Edward Tufte's Small Multiples Print

Edward Tufte, expert in information design, and author of Beautiful Evidence, Visual Explanations, Envisioning Information, and The Visual Display of Quantitative Information describes a technique called "Small Multiples."  Let's use this technique to inspect data generated with a cytokine bead array run on a flow cytometer.

Complex life-science experiments can yield challenging data sets. In one case, researchers at David Wagner’s laboratory at the Webb-Waring Center, University of Colorado School of Medicine, in Denver, Colorado used a Bender MedSystems human cytokine bead array to study differences in cytokine production in 19 donors (7 healthy controls, 12 with Type 1 Diabetes (T1D)). Four different experimental conditions—unstimulated, stimulated with anti-CD3, stimulated with anti-CD40, and stimulated with the combination of anti-CD3 and anti-CD40—were considered.

We can use the following row of scatterplots to inspect the summarized data representing unstimulated production for all 10 cytokines.

Now, let's include more data in our analysis.

Including results for all 4 stimulation environments yields the following scatterplot array, which is what Tufte would call a "small multiples" presentation.

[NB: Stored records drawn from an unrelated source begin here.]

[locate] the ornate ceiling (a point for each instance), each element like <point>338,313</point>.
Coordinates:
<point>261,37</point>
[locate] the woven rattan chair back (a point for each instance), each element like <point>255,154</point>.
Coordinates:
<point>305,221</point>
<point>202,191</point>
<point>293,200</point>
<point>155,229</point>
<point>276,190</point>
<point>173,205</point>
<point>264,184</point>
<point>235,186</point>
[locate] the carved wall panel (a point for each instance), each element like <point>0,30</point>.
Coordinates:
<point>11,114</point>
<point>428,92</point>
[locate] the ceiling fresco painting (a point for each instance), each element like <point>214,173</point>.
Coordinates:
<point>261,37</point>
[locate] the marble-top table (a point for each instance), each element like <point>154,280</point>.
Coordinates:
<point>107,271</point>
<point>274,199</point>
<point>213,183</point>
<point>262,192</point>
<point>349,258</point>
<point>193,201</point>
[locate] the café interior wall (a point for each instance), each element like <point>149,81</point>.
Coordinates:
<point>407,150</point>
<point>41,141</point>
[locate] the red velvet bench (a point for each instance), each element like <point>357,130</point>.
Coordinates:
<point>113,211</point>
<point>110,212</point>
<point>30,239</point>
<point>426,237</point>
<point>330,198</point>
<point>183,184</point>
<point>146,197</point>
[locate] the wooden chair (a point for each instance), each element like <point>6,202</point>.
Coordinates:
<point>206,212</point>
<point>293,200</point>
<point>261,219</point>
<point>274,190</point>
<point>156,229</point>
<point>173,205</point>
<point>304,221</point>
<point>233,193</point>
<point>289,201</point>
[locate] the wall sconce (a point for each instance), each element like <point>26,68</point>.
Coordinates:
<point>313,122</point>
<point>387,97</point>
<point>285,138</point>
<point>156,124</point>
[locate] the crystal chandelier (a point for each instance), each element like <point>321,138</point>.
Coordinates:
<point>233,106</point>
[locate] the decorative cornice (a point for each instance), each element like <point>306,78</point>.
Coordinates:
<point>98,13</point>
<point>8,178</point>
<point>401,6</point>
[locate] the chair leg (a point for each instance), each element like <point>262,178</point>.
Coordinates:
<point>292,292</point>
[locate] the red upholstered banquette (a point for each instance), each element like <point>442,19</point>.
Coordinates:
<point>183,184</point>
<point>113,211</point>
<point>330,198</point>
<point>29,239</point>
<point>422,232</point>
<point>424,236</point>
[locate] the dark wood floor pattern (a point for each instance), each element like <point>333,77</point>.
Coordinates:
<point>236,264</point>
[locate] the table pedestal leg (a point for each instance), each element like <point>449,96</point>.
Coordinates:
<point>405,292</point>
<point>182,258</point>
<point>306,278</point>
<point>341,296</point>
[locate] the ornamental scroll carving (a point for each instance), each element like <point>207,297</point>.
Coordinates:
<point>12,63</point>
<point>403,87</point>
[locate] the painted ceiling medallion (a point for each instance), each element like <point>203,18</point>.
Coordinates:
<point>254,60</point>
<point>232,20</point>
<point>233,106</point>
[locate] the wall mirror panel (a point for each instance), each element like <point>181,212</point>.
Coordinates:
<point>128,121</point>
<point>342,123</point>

According to Tufte, small multiples:
• reveal repetition and change, pattern and surprise—the defining elements in the idea of information;
• directly depict comparisons, the essence of statistical thinking;
• create visual lists of objects and activities, nouns and verbs, helping viewers to analyze, compare, differentiate and decide; and
• amplify, intensify, and reinforce the meaning of images.

In this case, the scatterplot array provides a concise mental model of experimental results, providing a basis for informed conversation among all members of the research team.